Reliable Verification vs. Tape Drive Read After Write and Hardware ECC
At OWC, we strongly believe that verified backups are the only backups that can be trusted when disaster strikes and data needs to be restored. Over the 32+ years that BRU has been providing reliable backup and restore, we’ve heard numerous horror stories about worthless backups caused by bad backups or bad backup practices. A frightening trend in the backup industry is the dependence on a mechanism in the tape drive hardware called “Read After Write” verification and drive-based “Hardware ECC” (error correction code). Several vendors are using these tape drive features as a way of lessening the importance of a data verification pass or as the explanation as to why their application is limited to supporting certain tape drives. While “Read After Write” and “Hardware ECC” are helpful features, don’t be fooled into thinking they provide foolproof data protection. While these features may seem new or high-tech, they have actually been available in the tape drive industry for many years.

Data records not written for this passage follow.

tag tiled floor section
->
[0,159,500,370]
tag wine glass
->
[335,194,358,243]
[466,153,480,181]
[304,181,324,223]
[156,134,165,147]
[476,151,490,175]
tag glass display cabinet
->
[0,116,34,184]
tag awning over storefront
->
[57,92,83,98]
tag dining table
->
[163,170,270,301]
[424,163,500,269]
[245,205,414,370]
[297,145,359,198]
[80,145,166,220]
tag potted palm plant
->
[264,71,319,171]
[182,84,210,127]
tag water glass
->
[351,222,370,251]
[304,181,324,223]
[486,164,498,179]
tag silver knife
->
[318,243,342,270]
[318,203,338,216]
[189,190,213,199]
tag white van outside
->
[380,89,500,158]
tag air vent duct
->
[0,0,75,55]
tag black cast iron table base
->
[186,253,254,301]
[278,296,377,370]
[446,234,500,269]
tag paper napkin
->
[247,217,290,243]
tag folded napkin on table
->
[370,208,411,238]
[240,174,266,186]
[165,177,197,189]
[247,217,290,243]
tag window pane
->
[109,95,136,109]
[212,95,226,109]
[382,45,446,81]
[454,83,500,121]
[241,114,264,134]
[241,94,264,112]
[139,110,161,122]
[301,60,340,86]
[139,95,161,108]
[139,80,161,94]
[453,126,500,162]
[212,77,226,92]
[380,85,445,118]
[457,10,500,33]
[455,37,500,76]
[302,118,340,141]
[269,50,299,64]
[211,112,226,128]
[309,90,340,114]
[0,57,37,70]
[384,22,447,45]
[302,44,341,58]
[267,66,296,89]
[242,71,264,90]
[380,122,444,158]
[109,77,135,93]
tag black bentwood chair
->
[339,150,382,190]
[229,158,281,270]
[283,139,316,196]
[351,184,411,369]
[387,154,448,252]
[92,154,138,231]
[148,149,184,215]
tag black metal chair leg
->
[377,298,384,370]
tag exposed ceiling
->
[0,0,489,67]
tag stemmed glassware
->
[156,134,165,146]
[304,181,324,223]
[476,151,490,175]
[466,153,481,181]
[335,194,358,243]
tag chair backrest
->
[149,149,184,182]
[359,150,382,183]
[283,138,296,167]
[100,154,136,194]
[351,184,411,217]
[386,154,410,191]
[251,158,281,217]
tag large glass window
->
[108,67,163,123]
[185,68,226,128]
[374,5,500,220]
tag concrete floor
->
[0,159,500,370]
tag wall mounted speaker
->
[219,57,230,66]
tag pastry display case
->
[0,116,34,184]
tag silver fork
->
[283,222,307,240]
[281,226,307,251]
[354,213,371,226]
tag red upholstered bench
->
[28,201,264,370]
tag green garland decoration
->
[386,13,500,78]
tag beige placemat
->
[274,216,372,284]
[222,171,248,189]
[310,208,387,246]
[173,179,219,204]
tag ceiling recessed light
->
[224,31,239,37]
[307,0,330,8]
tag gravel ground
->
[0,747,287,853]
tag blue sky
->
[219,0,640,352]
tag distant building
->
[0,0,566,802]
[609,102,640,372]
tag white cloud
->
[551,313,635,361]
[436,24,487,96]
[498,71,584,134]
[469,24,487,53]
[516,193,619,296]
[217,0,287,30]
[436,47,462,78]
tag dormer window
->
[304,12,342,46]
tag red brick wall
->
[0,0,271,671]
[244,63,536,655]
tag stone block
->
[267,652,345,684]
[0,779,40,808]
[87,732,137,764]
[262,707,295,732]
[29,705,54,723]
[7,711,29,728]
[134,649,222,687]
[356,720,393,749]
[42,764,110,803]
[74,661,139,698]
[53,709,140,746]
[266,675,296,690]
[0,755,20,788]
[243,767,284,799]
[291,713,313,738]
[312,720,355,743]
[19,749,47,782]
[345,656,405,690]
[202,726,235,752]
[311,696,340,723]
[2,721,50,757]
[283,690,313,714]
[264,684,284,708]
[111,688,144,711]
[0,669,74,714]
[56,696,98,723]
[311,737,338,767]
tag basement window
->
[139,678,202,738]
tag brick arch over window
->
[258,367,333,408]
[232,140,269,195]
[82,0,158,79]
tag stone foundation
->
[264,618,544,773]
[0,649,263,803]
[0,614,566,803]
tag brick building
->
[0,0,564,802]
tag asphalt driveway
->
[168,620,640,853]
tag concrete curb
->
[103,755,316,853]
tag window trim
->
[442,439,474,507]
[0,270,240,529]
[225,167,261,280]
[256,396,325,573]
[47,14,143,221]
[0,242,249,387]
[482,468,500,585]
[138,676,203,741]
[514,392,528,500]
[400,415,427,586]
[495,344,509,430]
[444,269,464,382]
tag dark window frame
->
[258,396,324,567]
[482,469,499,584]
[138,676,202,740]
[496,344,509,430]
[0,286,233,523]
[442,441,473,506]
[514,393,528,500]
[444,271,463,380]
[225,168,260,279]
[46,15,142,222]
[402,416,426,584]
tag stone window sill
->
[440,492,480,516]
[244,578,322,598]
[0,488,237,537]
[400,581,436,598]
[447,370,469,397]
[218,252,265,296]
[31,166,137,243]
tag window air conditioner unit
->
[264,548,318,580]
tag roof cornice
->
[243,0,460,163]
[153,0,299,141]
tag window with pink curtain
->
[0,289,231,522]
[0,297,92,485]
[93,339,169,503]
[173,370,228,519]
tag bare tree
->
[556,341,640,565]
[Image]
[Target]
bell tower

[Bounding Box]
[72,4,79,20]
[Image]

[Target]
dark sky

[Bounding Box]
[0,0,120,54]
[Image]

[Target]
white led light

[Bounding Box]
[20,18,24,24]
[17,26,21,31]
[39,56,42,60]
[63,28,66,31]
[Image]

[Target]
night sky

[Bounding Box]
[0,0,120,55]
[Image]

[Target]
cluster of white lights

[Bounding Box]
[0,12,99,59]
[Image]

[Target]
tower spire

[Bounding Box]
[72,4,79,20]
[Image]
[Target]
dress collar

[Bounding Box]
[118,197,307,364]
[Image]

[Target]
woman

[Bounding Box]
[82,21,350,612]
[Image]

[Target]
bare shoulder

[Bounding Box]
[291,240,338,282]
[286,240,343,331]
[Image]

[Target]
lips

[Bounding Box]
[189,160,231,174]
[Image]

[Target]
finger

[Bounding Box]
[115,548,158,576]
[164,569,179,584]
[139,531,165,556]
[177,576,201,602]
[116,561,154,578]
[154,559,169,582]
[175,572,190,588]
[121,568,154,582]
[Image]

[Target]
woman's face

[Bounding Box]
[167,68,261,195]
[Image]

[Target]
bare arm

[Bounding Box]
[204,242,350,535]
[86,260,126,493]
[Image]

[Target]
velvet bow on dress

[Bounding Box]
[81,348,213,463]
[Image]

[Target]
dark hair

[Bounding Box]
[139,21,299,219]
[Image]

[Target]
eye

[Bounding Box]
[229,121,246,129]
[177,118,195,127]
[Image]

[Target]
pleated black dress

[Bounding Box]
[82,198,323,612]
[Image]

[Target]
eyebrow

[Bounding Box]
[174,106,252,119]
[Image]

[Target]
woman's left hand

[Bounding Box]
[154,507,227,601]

If these features provided the level of assurance that many software vendors are now claiming, why are we still witness to unrecoverable backups? Both of these features have been available as far back as early quarter inch cartridge (QIC) drives from Archive, Cipher, Wangtek, and Tandberg Data as far back as the QIC-11 standard (circa 1985). They were implemented to enable tape drives to automatically recognize and correct data errors caused by media failure — such as areas where the data was not correctly written.
There is only one way to truly validate that the data you think was backed up actually made it onto the tape – an application controlled verification pass.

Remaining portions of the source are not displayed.